In May 2007, Universal Studios and Warner Brothers confirmed the rumors Universal was working on a Harry Potter-based theme park project. Characterized as "a theme park within a theme park," The Wizarding World of Harry Potter became one of the most anticipated theme park additions ever. Trowbridge made the announcement in a live webcast from Dumbledore's office set at Leavesden Studios alongside Stuart Craig, the Production Designer of the Potter films. Trowbridge introduced Craig's involvement in the project and reassured Potter fans that "We're really going to the people who know this world best to ensure that level of authenticity." The Wizarding World of Harry Potter, and its ground-breaking attraction, Harry Potter and the Forbidden Journey, opened at Universal Orlando Resort on June 18, 2010; at Universal Studios Japan on July 15, 2014; and at Universal Studios Hollywood on April 7, 2016.

=== Walt Disney Imagineering ===
In October 2007, the Orlando Sentinel newspaper reported that Trowbridge was leaving Universal to join Disney. Industry experts speculated that with the Wizarding World creative planning already complete, Disney might be able to offer more challenging projects as the vice president for creative research and development. Trowbridge is not known to have commented on the reasons behind the change.

Trowbridge joined Walt Disney Imagineering overseeing its technology R&D division, and, its Blue Sky Creative Studio. Trowbridge has often advocated for new forms of immersive experience combining artificial characters, more personal experiences and more interactive experiences. In 2015, Trowbridge told The Verge about Disney's elaborate ARG (Alternate Reality Game) that pulled participants into the backstory of the film Tomorrowland. Trowbridge told The Verge, "What we're spending a lot of time making sure we get awesome at are deeply immersive, participatory experiences," and, "More and more, technology is allowing us to do this. I think culture is kind of inviting us to do this, and frankly, I kind of believe there's a changing form of narrative." Trowbridge is also active in developing technologies related to aviation and Unmanned Aerial Vehicles. Trowbridge invented many patents around the use of Unmanned Aerial Vehicles, or drones In 2012, Disney unveiled a physical flying fire-breathing dragon, which Trowbridge worked on, as part of the opening of New Fantasyland at Walt Disney World's Magic Kingdom.
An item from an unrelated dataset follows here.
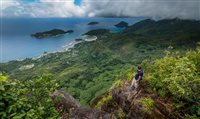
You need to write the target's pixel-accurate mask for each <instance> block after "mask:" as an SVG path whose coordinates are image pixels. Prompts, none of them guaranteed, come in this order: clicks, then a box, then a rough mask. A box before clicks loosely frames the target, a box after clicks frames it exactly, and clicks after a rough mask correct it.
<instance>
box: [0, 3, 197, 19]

With Disney's 2012 acquisition of Lucasfilm, speculation about Star Wars-themed attractions grew. And in 2014, Disney started a new Studio at Imagineering dedicated to developing Lucasfilm and Star Wars projects with Trowbridge leading the group. While speculation about new Disney theme parks and attractions continued, on August 15, 2015, Disney CEO, Bob Iger announced what had been long anticipated, that Disney would build two Star Wars themed lands, at both Disneyland and at Disney's Hollywood Studios. In July 2017, Disney announced that these new lands would be called, Star Wars: Galaxy's Edge.

During the 2018 Disney Parks Christmas Day Parade television special, Iger introduced a video teaser showing the most finished work to date. Showcasing footage from inside the actual attractions, Trowbridge, along with Carrie Beck, a Lucasfilm story executive, described the attractions and the overall land which opened to the public in 2019.